INTERVENANTS VOLONTAIRES :
Monsieur [M] [F]
Madame [V] [W] épouse [F]
demeurant ensemble [Adresse 1] à [Localité 8]
représentés par Me Laurence FRICK, avocat à la cour.
avocat plaidant : Me SIMOENS, avocat à [Localité 6].
INTIMÉ :
Monsieur [U] [G]
demeurant [Adresse 2] à [Localité 6]
représenté par Me Thierry CAHN de la SCP CAHN & Associés, avocat à la cour
COMPOSITION DE LA COUR :
En application des dispositions des articles 805 et 907 du Code de procédure civile, l’affaire a été débattue le 24 Janvier 2025, en audience publique, les parties ne s’y étant pas opposées, devant Madame Isabelle DIEPENBROEK, présidente de chambre et Madame Nathalie HERY, conseillère, chargées du rapport.
Ces magistrats ont rendu compte des plaidoiries dans le délibéré de la Cour, composée de :
Madame Isabelle DIEPENBROEK, présidente de chambre,
Madame Murielle ROBERT-NICOUD, conseillère,
Madame Nathalie HERY, conseillère,
qui en ont délibéré.
Greffière lors des débats : Madame Sylvie SCHIRMANN
ARRÊT contradictoire
— prononcé publiquement par mise à disposition de l’arrêt au greffe de la cour, les parties en ayant été préalablement avisées dans les conditions prévues au deuxième alinéa de l’article 450 du Code de procédure civile.
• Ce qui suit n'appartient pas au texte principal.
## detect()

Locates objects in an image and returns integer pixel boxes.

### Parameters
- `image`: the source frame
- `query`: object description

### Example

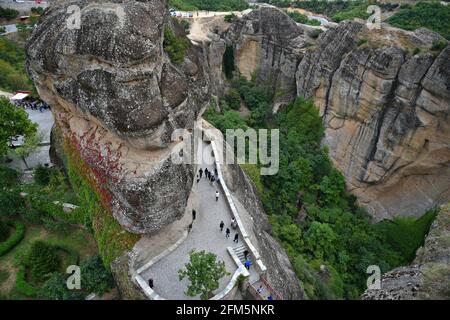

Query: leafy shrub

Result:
[179,19,191,33]
[375,206,437,264]
[0,221,25,257]
[388,1,450,40]
[31,7,44,15]
[0,7,19,20]
[0,166,19,188]
[25,240,61,282]
[34,164,52,186]
[223,13,237,23]
[0,220,9,242]
[39,272,84,300]
[309,29,323,39]
[163,28,188,64]
[0,270,10,284]
[222,45,235,79]
[15,265,38,298]
[225,88,241,110]
[203,106,247,132]
[81,255,114,295]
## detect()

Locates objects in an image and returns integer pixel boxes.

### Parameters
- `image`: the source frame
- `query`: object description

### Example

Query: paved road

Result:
[8,109,54,170]
[142,142,243,299]
[2,24,17,34]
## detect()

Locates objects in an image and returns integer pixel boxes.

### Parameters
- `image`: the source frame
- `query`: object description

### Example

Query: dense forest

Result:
[204,78,435,299]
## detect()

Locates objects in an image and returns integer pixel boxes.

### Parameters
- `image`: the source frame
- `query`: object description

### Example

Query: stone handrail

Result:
[204,131,267,273]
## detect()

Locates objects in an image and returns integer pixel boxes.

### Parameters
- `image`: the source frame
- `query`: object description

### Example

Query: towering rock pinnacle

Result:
[26,0,209,233]
[297,21,450,220]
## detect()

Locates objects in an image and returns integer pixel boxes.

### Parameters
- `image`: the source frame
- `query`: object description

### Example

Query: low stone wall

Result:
[204,132,267,273]
[134,131,267,300]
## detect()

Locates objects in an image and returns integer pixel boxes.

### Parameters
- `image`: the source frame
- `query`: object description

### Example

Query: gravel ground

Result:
[142,144,242,300]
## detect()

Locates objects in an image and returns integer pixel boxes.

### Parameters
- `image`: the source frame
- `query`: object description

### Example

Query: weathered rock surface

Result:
[296,21,450,220]
[225,7,313,102]
[362,204,450,300]
[27,0,209,233]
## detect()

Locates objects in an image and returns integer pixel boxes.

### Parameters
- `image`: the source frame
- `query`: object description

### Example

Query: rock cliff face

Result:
[27,0,209,233]
[213,7,450,221]
[362,204,450,300]
[296,21,450,220]
[225,7,312,102]
[26,0,302,299]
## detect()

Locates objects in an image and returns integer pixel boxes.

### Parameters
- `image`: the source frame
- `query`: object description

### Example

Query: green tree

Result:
[26,240,61,282]
[14,133,42,169]
[0,220,9,242]
[81,255,113,295]
[0,97,37,156]
[225,88,241,110]
[0,7,19,20]
[305,221,337,260]
[178,250,230,300]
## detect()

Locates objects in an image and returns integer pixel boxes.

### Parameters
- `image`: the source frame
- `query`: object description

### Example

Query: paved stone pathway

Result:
[8,108,54,171]
[142,142,242,299]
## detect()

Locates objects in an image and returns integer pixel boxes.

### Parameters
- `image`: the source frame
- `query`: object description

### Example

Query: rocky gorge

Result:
[22,0,450,299]
[26,0,303,299]
[208,7,450,222]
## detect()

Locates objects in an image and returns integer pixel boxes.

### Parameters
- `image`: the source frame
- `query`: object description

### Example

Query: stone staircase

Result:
[233,243,248,264]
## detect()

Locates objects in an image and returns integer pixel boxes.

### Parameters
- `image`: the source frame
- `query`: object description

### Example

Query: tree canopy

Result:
[178,250,229,300]
[0,97,37,156]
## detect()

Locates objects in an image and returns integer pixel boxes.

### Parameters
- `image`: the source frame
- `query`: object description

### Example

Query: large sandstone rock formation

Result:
[27,0,209,233]
[225,7,313,103]
[27,0,302,299]
[207,7,450,221]
[297,21,450,220]
[362,204,450,300]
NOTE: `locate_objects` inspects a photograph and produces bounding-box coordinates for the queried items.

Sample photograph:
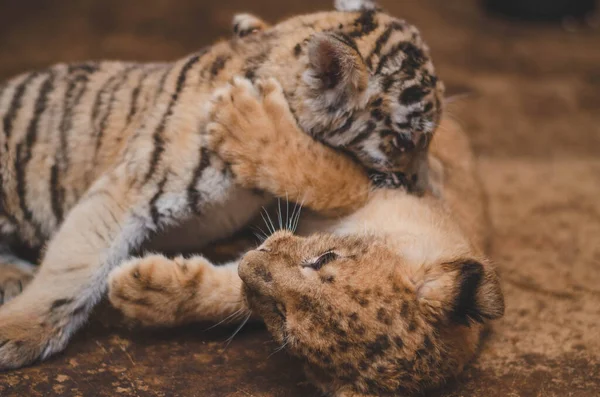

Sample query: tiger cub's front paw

[108,255,209,326]
[0,263,33,306]
[206,78,299,188]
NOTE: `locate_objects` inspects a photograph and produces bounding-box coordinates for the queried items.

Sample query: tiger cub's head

[292,0,444,182]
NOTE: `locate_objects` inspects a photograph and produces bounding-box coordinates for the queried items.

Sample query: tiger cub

[109,81,504,397]
[0,1,443,369]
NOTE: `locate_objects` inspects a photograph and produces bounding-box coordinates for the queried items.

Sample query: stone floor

[0,0,600,397]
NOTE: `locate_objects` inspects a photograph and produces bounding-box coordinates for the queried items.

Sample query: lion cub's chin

[239,191,504,396]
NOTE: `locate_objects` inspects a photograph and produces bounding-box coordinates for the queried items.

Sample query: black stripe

[144,54,201,183]
[346,121,377,147]
[149,175,167,227]
[50,63,100,220]
[187,148,210,214]
[69,62,100,74]
[2,72,39,151]
[125,69,152,127]
[350,10,378,38]
[154,65,173,105]
[376,42,426,78]
[57,64,100,171]
[93,65,140,156]
[50,163,64,221]
[15,74,54,240]
[367,21,405,69]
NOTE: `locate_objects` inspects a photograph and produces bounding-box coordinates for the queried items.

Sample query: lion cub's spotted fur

[109,69,504,396]
[0,1,442,370]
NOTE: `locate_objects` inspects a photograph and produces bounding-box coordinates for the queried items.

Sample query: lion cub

[109,81,504,396]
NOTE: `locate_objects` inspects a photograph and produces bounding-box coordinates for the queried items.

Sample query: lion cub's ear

[308,33,369,91]
[417,259,504,326]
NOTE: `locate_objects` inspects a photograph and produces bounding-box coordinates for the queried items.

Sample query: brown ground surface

[0,0,600,397]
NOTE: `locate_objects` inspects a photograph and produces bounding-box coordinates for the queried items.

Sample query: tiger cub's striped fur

[0,1,442,369]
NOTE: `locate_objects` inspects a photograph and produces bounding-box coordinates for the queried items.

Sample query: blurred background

[0,0,600,397]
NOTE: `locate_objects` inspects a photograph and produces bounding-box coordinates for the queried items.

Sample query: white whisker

[225,312,252,349]
[204,307,245,332]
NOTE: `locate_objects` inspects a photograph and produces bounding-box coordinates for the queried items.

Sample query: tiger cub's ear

[333,0,379,12]
[308,33,369,92]
[232,14,269,37]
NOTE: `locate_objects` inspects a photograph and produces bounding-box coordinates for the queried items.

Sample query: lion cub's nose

[238,250,273,289]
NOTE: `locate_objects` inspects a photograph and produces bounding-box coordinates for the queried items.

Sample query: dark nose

[238,250,273,289]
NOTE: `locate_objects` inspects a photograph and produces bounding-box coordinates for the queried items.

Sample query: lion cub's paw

[206,78,298,187]
[108,255,208,326]
[0,263,33,306]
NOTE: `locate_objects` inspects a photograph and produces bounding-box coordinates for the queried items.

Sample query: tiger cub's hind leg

[108,255,250,327]
[233,14,269,37]
[0,250,37,306]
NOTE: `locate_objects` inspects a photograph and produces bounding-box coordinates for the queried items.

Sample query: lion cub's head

[239,224,504,396]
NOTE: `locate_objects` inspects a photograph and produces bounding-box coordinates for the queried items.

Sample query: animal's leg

[233,14,269,37]
[0,166,186,369]
[0,243,37,306]
[108,255,250,326]
[207,78,371,215]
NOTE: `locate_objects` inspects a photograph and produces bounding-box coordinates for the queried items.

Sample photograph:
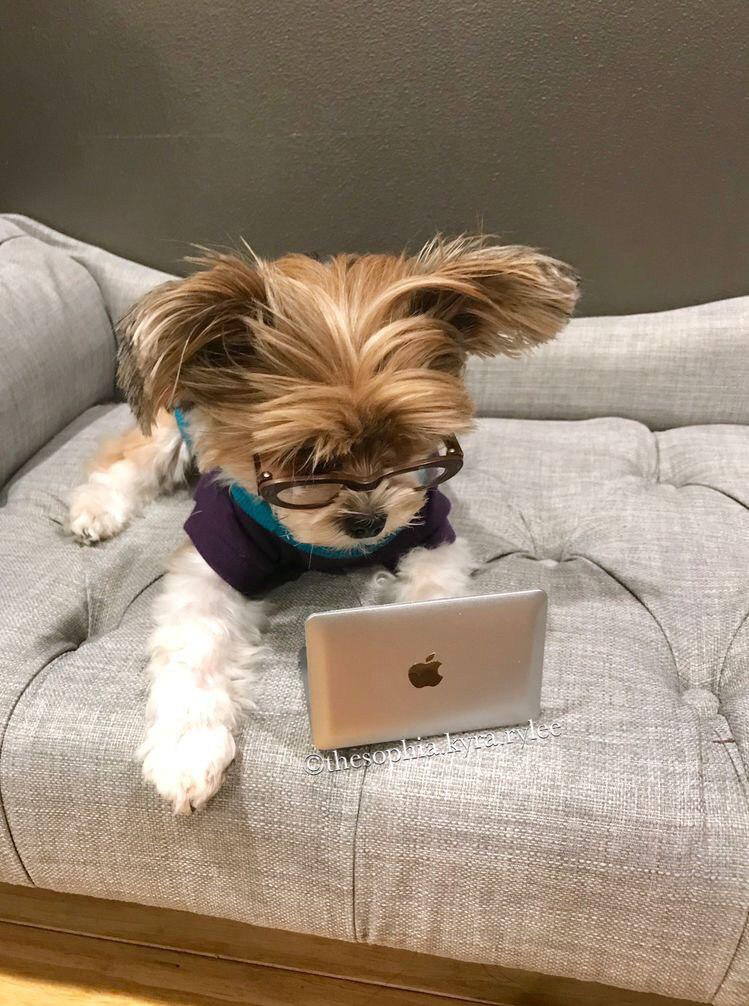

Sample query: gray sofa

[0,216,749,1006]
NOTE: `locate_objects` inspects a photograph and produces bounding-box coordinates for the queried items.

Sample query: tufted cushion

[0,398,749,1006]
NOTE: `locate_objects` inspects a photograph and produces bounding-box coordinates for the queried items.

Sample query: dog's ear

[405,235,579,356]
[118,255,265,433]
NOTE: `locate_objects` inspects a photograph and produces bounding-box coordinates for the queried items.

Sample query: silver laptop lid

[306,590,547,749]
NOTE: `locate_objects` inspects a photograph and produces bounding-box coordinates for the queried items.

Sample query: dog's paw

[392,539,475,604]
[139,723,236,814]
[66,482,131,545]
[361,569,397,607]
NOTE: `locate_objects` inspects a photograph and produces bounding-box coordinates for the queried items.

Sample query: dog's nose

[342,513,387,538]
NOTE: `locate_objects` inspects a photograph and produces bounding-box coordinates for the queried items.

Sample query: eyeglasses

[254,437,462,510]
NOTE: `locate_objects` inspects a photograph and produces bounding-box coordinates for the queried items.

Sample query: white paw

[139,723,236,814]
[392,539,474,604]
[67,482,131,545]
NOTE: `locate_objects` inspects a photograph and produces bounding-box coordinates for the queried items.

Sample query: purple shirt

[185,472,455,597]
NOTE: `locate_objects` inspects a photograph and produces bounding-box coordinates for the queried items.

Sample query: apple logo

[408,653,442,688]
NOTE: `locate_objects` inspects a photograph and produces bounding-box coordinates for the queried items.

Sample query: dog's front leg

[375,539,476,603]
[139,544,263,814]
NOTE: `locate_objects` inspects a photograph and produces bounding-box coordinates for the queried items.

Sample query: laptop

[305,590,547,750]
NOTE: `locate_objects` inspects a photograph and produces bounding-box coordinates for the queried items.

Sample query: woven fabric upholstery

[0,222,749,1006]
[469,297,749,430]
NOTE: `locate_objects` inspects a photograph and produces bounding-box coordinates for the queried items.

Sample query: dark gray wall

[0,0,749,314]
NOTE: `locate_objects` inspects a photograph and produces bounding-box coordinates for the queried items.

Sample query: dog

[68,235,579,814]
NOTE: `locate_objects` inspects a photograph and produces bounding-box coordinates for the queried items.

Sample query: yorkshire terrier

[69,235,578,814]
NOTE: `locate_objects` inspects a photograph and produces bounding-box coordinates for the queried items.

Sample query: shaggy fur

[69,236,577,812]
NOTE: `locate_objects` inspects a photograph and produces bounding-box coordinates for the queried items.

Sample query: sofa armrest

[469,297,749,430]
[0,216,166,486]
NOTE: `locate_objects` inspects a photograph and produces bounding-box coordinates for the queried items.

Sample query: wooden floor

[0,884,696,1006]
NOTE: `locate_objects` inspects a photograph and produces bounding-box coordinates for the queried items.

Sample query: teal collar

[174,408,397,559]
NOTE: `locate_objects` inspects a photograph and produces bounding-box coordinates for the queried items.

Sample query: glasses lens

[389,465,447,489]
[275,482,341,506]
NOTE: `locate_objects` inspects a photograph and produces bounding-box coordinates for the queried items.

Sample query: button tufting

[682,688,720,716]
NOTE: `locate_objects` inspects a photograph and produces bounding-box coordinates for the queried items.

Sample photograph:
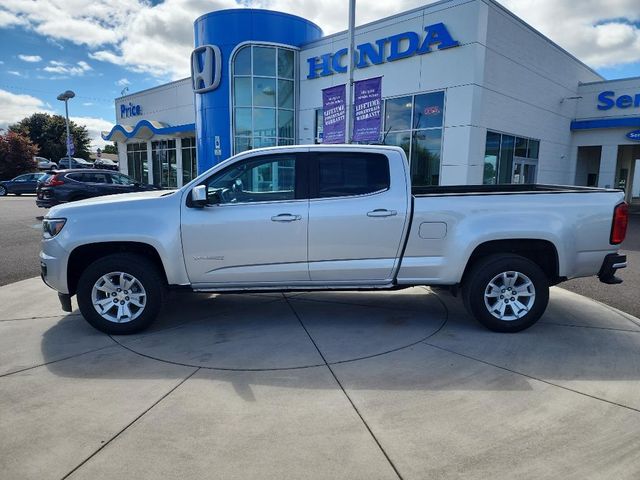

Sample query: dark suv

[36,168,158,208]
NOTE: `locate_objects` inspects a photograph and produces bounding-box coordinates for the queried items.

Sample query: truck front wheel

[77,254,164,335]
[463,254,549,332]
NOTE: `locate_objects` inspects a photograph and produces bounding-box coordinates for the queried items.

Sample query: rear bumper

[598,253,627,285]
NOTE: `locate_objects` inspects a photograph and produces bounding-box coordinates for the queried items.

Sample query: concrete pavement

[0,279,640,479]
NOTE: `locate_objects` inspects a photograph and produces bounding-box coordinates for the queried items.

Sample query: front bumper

[598,253,627,285]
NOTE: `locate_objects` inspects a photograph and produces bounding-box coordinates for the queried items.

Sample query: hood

[45,190,180,218]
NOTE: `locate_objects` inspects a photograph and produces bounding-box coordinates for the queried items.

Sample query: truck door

[309,149,409,284]
[182,153,309,288]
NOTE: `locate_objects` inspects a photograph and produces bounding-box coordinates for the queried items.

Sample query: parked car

[93,158,118,170]
[40,145,628,334]
[58,157,93,170]
[36,168,157,208]
[33,157,58,170]
[0,172,43,197]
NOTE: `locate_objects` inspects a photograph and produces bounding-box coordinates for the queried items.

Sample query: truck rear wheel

[77,254,164,335]
[463,254,549,332]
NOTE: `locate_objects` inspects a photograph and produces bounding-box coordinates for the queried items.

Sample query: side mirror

[191,185,207,208]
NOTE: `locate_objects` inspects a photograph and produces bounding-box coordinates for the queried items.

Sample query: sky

[0,0,640,149]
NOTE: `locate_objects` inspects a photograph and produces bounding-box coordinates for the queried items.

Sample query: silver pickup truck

[40,145,628,334]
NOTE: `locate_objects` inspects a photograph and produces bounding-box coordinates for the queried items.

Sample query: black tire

[462,254,549,333]
[77,253,165,335]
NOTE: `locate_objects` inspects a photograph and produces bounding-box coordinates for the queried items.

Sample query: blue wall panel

[194,8,322,173]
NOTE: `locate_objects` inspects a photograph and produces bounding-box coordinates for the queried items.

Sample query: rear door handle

[271,213,302,222]
[367,208,398,217]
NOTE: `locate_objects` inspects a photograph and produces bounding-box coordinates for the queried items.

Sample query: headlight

[42,218,67,238]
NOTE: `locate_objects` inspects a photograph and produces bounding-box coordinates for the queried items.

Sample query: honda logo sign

[191,45,222,93]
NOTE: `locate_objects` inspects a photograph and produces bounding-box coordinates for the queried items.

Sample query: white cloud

[0,89,52,128]
[18,54,42,63]
[69,117,113,152]
[503,0,640,68]
[0,0,640,79]
[0,10,27,28]
[42,60,93,77]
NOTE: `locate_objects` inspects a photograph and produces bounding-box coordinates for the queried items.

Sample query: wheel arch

[461,238,562,285]
[67,242,167,295]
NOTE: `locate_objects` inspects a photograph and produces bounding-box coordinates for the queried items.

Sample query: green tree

[102,143,118,154]
[0,131,37,179]
[9,113,90,162]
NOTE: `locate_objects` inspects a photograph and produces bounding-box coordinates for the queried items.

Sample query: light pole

[58,90,76,163]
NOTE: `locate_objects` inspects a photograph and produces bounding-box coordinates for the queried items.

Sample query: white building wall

[115,78,195,125]
[298,1,486,185]
[477,3,601,183]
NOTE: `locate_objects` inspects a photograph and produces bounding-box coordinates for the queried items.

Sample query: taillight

[609,202,629,245]
[44,174,64,187]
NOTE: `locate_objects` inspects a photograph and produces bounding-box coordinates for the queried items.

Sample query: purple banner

[322,85,346,143]
[353,77,382,142]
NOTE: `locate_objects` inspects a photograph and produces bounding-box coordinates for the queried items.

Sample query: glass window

[482,132,500,185]
[498,135,515,183]
[234,137,253,153]
[383,91,444,186]
[278,110,295,139]
[207,155,295,203]
[232,45,296,153]
[233,77,251,107]
[413,92,444,129]
[151,140,178,188]
[278,48,294,79]
[233,46,251,75]
[514,137,529,157]
[253,47,276,77]
[482,131,540,185]
[182,137,198,185]
[384,132,411,158]
[318,153,389,198]
[127,142,149,183]
[233,108,253,135]
[253,77,276,107]
[111,173,136,185]
[384,97,413,131]
[253,108,276,137]
[278,80,293,109]
[411,128,442,186]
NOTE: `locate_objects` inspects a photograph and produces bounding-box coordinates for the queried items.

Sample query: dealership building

[103,0,640,199]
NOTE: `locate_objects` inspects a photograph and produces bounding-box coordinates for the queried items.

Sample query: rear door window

[313,152,390,198]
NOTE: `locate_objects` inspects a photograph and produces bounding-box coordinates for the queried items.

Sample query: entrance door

[182,153,309,288]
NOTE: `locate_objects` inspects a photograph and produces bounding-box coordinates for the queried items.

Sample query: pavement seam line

[0,345,116,378]
[283,295,403,480]
[422,341,640,413]
[0,313,81,323]
[61,368,200,480]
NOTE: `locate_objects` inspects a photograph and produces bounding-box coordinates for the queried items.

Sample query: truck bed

[411,183,618,197]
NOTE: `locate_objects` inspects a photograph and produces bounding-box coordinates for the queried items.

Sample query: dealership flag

[67,135,76,157]
[353,77,382,142]
[322,85,346,143]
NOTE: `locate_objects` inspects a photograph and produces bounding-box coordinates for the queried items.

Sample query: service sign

[626,130,640,142]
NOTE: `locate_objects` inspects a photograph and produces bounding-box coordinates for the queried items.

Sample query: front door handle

[367,208,398,217]
[271,213,302,222]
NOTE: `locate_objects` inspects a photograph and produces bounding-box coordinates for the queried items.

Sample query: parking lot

[0,279,640,480]
[0,197,640,480]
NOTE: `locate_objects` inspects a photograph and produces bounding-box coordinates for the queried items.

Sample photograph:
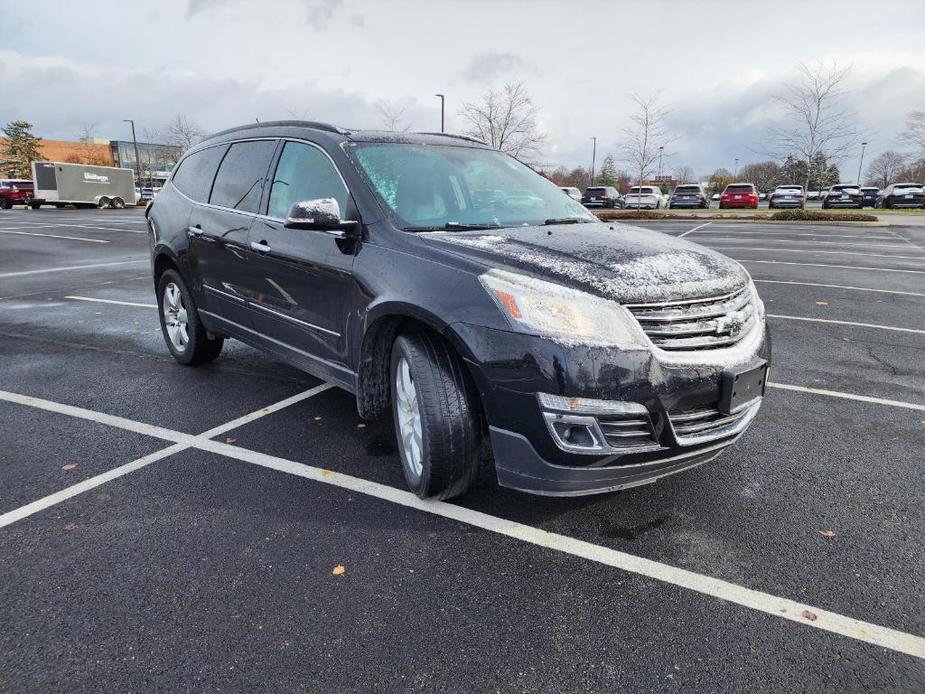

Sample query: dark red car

[0,178,35,210]
[719,183,758,210]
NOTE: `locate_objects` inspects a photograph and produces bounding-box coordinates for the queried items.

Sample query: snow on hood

[426,223,748,303]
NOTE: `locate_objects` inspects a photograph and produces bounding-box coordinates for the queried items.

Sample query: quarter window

[209,140,276,212]
[267,142,348,219]
[171,145,228,202]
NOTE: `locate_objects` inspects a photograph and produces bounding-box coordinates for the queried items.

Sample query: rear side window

[171,145,228,202]
[209,140,276,212]
[267,142,347,219]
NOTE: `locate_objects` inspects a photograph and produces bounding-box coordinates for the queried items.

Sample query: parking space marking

[768,381,925,412]
[0,383,333,528]
[0,258,145,279]
[64,295,157,308]
[0,229,112,243]
[752,278,925,296]
[768,313,925,335]
[736,254,925,277]
[678,222,713,239]
[0,384,925,658]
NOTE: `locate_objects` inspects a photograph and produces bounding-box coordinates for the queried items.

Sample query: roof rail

[205,120,348,140]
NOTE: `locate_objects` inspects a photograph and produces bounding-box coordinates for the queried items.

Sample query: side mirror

[283,198,359,238]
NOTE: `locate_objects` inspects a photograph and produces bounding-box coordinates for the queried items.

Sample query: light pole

[588,137,597,186]
[434,94,446,132]
[122,118,143,187]
[858,142,867,185]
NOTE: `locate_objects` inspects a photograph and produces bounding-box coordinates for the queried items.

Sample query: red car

[0,178,35,210]
[719,183,758,210]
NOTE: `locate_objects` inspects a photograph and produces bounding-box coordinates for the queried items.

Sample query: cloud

[462,51,539,84]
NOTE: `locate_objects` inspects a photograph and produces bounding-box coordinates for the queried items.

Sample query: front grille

[668,407,749,438]
[597,415,657,448]
[626,286,757,351]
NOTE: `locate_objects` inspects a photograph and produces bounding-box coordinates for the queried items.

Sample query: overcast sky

[0,0,925,178]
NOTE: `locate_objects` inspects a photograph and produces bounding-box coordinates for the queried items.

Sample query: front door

[242,141,355,386]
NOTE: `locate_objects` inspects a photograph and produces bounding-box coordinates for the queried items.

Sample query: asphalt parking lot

[0,209,925,692]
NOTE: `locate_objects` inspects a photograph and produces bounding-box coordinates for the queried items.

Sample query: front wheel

[157,270,224,366]
[390,334,482,499]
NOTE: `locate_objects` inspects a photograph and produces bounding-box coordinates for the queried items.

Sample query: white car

[623,186,668,210]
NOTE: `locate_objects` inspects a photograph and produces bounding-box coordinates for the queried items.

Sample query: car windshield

[349,143,597,231]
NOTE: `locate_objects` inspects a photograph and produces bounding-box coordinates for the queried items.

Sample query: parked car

[822,183,864,210]
[861,186,880,207]
[0,178,35,210]
[623,186,668,210]
[719,183,758,210]
[145,121,771,498]
[876,183,925,207]
[581,186,623,209]
[668,183,710,209]
[768,184,806,209]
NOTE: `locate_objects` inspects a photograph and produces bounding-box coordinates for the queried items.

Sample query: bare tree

[674,166,697,183]
[164,113,206,152]
[768,61,860,193]
[459,82,546,157]
[900,111,925,157]
[618,92,676,190]
[865,149,906,188]
[376,99,411,133]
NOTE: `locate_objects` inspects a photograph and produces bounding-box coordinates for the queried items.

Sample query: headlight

[479,270,646,348]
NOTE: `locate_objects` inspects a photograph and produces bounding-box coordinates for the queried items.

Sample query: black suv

[146,121,770,498]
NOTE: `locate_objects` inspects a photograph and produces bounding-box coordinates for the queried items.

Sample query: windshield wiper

[543,217,591,226]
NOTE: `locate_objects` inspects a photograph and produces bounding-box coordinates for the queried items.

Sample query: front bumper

[453,323,771,496]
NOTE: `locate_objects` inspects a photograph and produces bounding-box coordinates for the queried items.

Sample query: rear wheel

[157,270,224,366]
[390,334,482,499]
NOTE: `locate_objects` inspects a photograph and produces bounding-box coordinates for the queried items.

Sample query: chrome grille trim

[625,285,758,351]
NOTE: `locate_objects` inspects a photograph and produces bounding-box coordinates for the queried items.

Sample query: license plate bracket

[719,361,768,414]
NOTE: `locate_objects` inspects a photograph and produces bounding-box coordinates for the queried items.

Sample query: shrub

[771,210,877,222]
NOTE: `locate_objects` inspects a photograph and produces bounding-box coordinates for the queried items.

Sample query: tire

[389,334,482,499]
[157,270,225,366]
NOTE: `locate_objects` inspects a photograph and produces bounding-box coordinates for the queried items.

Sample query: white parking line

[768,313,925,335]
[740,258,925,277]
[0,229,112,243]
[64,295,157,308]
[678,222,713,239]
[752,278,925,296]
[0,259,145,279]
[0,384,925,658]
[710,249,925,260]
[0,383,333,528]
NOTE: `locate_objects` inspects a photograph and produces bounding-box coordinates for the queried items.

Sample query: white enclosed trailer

[32,161,135,208]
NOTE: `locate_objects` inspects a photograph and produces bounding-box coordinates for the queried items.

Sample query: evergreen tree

[0,120,42,178]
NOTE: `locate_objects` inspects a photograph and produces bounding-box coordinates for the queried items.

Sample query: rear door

[184,139,277,328]
[247,140,356,385]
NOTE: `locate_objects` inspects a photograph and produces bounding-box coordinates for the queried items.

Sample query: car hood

[425,223,748,303]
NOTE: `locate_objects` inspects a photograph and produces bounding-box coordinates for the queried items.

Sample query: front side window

[348,143,597,231]
[172,145,228,202]
[209,140,276,212]
[267,142,348,219]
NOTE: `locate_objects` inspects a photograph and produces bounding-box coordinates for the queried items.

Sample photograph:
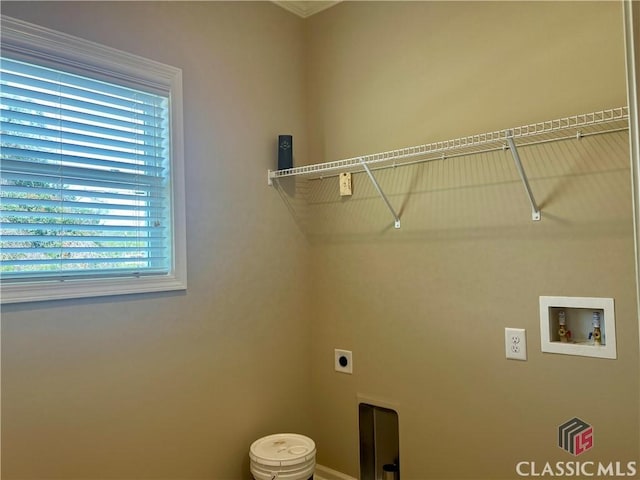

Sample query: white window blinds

— signé par Madame Isabelle DIEPENBROEK, présidente et Madame Sylvie SCHIRMANN, greffière, à laquelle la minute de la décision a été remise par le magistrat signataire.
FAITS ET PROCEDURE
Par acte d’huissier du 6 août 2012, M. [U] [G], propriétaire de la parcelle cadastrée section 10 n°[Cadastre 9] lieudit [Localité 12] à [Localité 8] (68) a fait assigner la SCI Deck, propriétaire de la parcelle cadastrée section n°10 n°[Cadastre 10]/[Cadastre 7] devant le tribunal de grande instance de Colmar afin de faire constater l’état d’enclave de sa parcelle et d’obtenir la reconnaissance d’une servitude de passage sur la propriété appartenant à la défenderesse.
Par jugement du 27 avril 2017, le tribunal de grande instance de Colmar a constaté l’état d’enclave de la parcelle de M. [G] et dit que l’accès se ferait à pied ou en voiture, y compris en tracteur, au départ du chemin rural, côté est de la parcelle [Cadastre 10], puis selon un tracé matérialisé sur une annexe et désigné comme « accès aval est » et « accès amont ouest ».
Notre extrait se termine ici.